12/2004, non ancora definite con rilascio di provvedimento formale.”
IL CONDONO EDILIZIO A ROMA, OVVERO UNA STORIA INFINITA
di Giancarlo Storto
Quarant’anni: di tempo ne è trascorso dal primo condono edilizio (anno 1985 a
cui hanno fatto seguito analoghi provvedimenti nel 1984 e nel 2003) e il Comune
di Roma è ancora ingolfato di pratiche che attendono di essere definite.
Come uscire da questa insostenibile vicenda che lascia in una sorta di limbo i
richiedenti e preclude all’amministrazione la possibilità di recuperare le
risorse dovute per i contributi concessori? È questo l’interrogativo a cui tenta
di fornire una risposta la proposta di delibera della Giunta comunale
attualmente all’esame dei Municipi (parere necessario ma non vincolante).
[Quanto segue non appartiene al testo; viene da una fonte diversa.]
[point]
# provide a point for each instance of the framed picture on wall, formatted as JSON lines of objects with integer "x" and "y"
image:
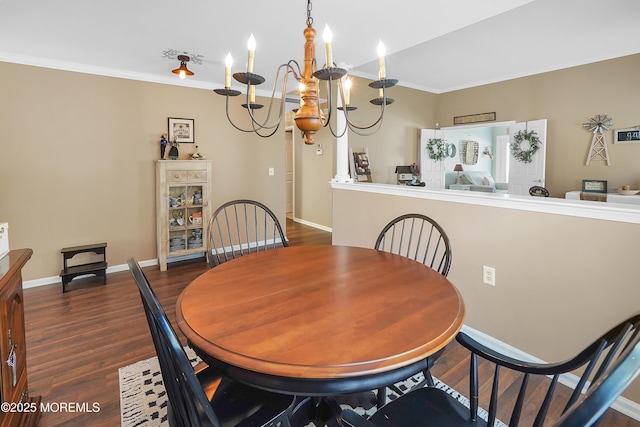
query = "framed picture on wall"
{"x": 182, "y": 129}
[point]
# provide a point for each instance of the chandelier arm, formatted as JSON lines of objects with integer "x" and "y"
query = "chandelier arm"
{"x": 297, "y": 75}
{"x": 378, "y": 122}
{"x": 275, "y": 124}
{"x": 231, "y": 121}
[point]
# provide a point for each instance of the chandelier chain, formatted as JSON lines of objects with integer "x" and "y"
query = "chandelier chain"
{"x": 309, "y": 18}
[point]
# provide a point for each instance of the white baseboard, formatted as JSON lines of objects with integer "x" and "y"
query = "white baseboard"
{"x": 56, "y": 279}
{"x": 314, "y": 225}
{"x": 622, "y": 404}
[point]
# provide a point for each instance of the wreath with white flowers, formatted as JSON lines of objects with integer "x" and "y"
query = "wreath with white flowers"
{"x": 437, "y": 149}
{"x": 525, "y": 156}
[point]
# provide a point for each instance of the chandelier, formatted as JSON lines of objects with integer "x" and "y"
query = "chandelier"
{"x": 309, "y": 118}
{"x": 183, "y": 71}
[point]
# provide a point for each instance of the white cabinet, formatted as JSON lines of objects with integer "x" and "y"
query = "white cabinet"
{"x": 183, "y": 191}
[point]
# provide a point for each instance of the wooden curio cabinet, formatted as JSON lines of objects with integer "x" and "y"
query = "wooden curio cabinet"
{"x": 24, "y": 410}
{"x": 183, "y": 191}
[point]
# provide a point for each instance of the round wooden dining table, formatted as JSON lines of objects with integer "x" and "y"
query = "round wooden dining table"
{"x": 320, "y": 320}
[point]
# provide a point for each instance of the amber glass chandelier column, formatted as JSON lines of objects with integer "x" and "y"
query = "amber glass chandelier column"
{"x": 309, "y": 116}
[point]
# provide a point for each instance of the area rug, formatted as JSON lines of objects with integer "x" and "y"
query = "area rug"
{"x": 143, "y": 399}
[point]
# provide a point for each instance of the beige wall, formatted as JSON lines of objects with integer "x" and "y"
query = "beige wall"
{"x": 567, "y": 98}
{"x": 90, "y": 141}
{"x": 77, "y": 161}
{"x": 561, "y": 281}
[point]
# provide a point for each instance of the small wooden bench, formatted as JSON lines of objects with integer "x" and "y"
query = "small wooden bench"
{"x": 97, "y": 268}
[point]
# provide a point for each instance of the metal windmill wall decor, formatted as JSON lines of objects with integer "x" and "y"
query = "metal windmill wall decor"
{"x": 599, "y": 124}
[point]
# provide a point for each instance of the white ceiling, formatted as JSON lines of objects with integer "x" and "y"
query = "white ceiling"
{"x": 432, "y": 45}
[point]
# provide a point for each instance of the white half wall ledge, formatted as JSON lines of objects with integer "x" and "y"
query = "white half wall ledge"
{"x": 576, "y": 208}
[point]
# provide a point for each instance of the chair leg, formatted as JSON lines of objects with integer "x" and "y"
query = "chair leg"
{"x": 428, "y": 378}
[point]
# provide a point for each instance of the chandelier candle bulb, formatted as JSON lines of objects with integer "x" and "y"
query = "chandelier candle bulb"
{"x": 228, "y": 62}
{"x": 381, "y": 53}
{"x": 327, "y": 36}
{"x": 301, "y": 89}
{"x": 251, "y": 45}
{"x": 347, "y": 91}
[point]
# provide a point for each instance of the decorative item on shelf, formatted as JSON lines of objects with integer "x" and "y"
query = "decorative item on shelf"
{"x": 594, "y": 186}
{"x": 469, "y": 152}
{"x": 196, "y": 155}
{"x": 531, "y": 139}
{"x": 182, "y": 71}
{"x": 598, "y": 125}
{"x": 626, "y": 190}
{"x": 173, "y": 151}
{"x": 458, "y": 168}
{"x": 309, "y": 118}
{"x": 437, "y": 149}
{"x": 474, "y": 118}
{"x": 627, "y": 136}
{"x": 163, "y": 145}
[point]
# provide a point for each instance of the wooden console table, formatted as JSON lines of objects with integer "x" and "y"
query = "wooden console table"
{"x": 23, "y": 410}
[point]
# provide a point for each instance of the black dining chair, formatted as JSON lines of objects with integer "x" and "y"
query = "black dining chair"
{"x": 609, "y": 365}
{"x": 422, "y": 239}
{"x": 240, "y": 227}
{"x": 418, "y": 237}
{"x": 205, "y": 398}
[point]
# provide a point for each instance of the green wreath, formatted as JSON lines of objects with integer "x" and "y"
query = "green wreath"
{"x": 525, "y": 156}
{"x": 437, "y": 149}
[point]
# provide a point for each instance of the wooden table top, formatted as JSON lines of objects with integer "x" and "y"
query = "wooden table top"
{"x": 320, "y": 312}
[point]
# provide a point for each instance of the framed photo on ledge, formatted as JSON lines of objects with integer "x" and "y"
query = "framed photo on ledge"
{"x": 182, "y": 129}
{"x": 594, "y": 186}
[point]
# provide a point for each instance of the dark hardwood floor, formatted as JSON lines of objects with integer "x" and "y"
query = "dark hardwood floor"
{"x": 77, "y": 341}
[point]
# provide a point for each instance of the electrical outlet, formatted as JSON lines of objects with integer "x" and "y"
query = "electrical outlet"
{"x": 488, "y": 275}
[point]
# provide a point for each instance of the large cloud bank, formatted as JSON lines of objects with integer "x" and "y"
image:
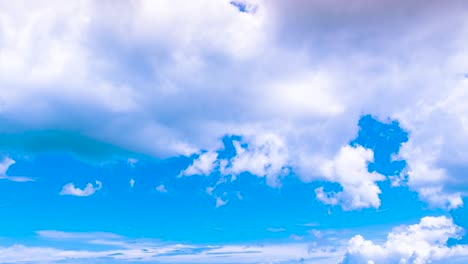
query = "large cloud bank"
{"x": 292, "y": 78}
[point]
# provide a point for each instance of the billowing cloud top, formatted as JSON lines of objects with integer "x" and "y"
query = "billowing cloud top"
{"x": 247, "y": 87}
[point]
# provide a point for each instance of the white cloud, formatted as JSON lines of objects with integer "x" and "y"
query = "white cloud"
{"x": 220, "y": 202}
{"x": 349, "y": 169}
{"x": 5, "y": 165}
{"x": 263, "y": 156}
{"x": 161, "y": 188}
{"x": 275, "y": 230}
{"x": 425, "y": 242}
{"x": 203, "y": 165}
{"x": 132, "y": 162}
{"x": 302, "y": 72}
{"x": 70, "y": 189}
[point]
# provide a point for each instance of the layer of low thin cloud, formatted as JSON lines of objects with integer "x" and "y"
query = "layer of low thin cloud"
{"x": 147, "y": 251}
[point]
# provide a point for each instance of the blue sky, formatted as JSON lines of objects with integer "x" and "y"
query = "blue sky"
{"x": 217, "y": 131}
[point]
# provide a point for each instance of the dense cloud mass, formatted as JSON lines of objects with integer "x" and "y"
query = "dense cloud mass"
{"x": 425, "y": 242}
{"x": 292, "y": 78}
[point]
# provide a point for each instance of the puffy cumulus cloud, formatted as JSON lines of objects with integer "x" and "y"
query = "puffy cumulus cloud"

Impossibile conoscere il numero di pratiche ancora in giacenza presso gli uffici
di Decima: l’unico dato attendibile, che risale però al 2019, è recuperabile nel
Rapporto sui condoni edilizi presentato al Senato da Sogeea, società di servizi
immobiliari, che, a quella data, quantificava in quasi 600mila le domande di chi
aspirava a legittimare abusi edilizi di varia entità ricadenti nel territorio
comunale, includendo costruzioni realizzate in totale difformità dalla normativa
urbanistica e modifiche meno rilevanti compiute su singole abitazioni. Il dato
che suscita maggiore sconcerto è il numero di istanze ancora da evadere:
213mila, più di un terzo, la gran parte dovute presumibilmente al condono del
1985 in riferimento al quale sono state presentate la maggior parte delle
richieste (ancora dal Rapporto Sogeea del 2019 si ricava che, a livello
nazionale, negli archivi comunali erano da trattare 5,4 milioni di domande e di
queste 3,5 risalivano al primo condono).
La Giunta comunale sembra prendere atto che venire a capo con procedure
ordinarie da questo diluvio di incartamenti non ancora lavorati, che le
precedenti amministrazioni non hanno avuto la capacità e la determinazione
necessarie per una loro corretta gestione, propone il percorso che, in questi
tempi, è il più praticato: la semplificazione dell’iter approvativo. Con qualche
correttivo.
Tutte le istanze avranno un controllo formale a seguito del quale saranno
sottoposte a verifica di merito le richieste di condono che riguardano immobili
in aree sottoposte a vincoli, quelle relative a nuove costruzioni o ampliamenti
e le domande in cui, da un esame preliminare, emergono incongruenze. Per le
restanti si procederà acquisendo l’asseverazione di un tecnico abilitato sulla
veridicità della documentazione per poi rilasciare il titolo abilitativo in
sanatoria.
Che dire? Il tempo smisurato intercorso dalla presentazione delle richieste di
condono a oggi può giustificare un tale provvedimento anche se di fatto è
un’ammissione di impotenza che richiama responsabilità distribuite nelle tante
amministrazioni che nel tempo si sono succedute.
La stagione dei condoni, nonostante i maldestri tentativi della destra di
riproporli, è da sperare che appartenga al passato. Restano incancellabili i
frutti velenosi, non soltanto per le ricadute sul territorio.